The other soulless victim we meet is Len, a needy and gentle Lizzie Borden super fan that gently chides Amara for being out alone.  Amara doesn’t like to be told what to do (poor Uncle Crowley).  Len loses his soul and has been going through the motions of his former life, a lost “robot puppet man”.  Len is one of the best standalone characters that the show has produced in years and is reminiscent of the Mandroid fearing Ronald from “Nightshifter”.  Len not only served as black humor and a comic foul for Grumpy Dean, the character eloquently explained exactly what it was like to be soulless and helped the viewer to understand the disparate behavior from soulless humans we have witnessed since the show overdosed on Soulless Sam in season 6.  He also doesn’t immediately resort to killing, probably because life hasn’t shaped him into a killer.  He decribes a forboding image to Dean to illustrate how being soulless feels to him; “it’s like something’s hatching inside of me. Something dark. With wings.”  A dove or other bird has often been used to represent the soul in art and iconography and a white dove white is the standard iconography for the holy spirit.  However I don’t think Len is speaking about being influenced by the Darkness per se.  He’s talking about the rise of dark impulses from the Id without the moral and ethical constraints imposed by the soul (super-ego).  I still don’t understand why soulless folks cannot eat or sleep, however placing soullessness within the structure of The Freudian structural model of the human psyche makes a lot of sense to me (https://en.m.wikipedia.org/wiki/Id,_ego_and_super-ego).

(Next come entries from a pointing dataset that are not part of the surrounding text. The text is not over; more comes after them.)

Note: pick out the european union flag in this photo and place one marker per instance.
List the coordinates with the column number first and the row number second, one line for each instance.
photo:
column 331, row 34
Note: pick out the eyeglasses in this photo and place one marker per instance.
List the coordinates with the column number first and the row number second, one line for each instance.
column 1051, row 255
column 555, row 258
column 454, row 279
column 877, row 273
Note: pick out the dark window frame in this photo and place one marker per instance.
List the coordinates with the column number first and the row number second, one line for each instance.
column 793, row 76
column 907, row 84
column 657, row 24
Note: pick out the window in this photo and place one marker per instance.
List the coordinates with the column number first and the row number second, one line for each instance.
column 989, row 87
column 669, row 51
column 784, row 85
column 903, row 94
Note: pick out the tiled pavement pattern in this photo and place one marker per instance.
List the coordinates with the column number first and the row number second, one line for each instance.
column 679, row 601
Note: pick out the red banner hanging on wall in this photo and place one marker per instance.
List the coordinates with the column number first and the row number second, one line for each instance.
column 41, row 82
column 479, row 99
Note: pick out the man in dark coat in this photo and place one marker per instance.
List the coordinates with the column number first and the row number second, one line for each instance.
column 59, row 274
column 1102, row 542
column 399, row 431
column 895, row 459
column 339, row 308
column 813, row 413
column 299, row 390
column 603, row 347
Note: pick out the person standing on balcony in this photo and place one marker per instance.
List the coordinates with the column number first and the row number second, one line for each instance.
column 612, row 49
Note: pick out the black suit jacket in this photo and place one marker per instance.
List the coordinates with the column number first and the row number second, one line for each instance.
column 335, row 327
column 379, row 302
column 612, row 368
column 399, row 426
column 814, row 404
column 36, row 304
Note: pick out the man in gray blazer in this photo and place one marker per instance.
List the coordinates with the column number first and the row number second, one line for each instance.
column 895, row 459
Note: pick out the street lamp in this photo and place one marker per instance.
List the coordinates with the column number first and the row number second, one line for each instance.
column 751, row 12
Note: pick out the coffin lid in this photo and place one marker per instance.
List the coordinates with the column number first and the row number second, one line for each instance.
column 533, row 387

I liked the reminder that Sam has a serial killer fetish.  It’s interesting that Amara does too however that’s because she relates to Lizzie and Sidney as abused or wronged women, with Lizzie being one who exacted her revenge on those that harmed, hampered and replaced her.  The murders happened after Mr. Borden took a new wife and financially favored the new family (https://en.m.wikipedia.org/wiki/Lizzie_Borden). There are also unsubstantiated reports of physical and sexual abuse.

Rock references include their FBI pseudonyms of Agents Collins and Gabriel from Genesis,  apropos considering the biblical allusions this season; Molly Hatchet, the bar where Amara meets the babysitter, and of course the episode’s title, “Thin Lizzie” although the band spells it Thin Lizzy.

There were pop culture references to The Wizard of Oz, The Shining, The Wire, Sherlock Holmes, Casper the Friendly Ghost, The Purge and others. All felt natural within the story and dialogue. Some of the other writers should take note.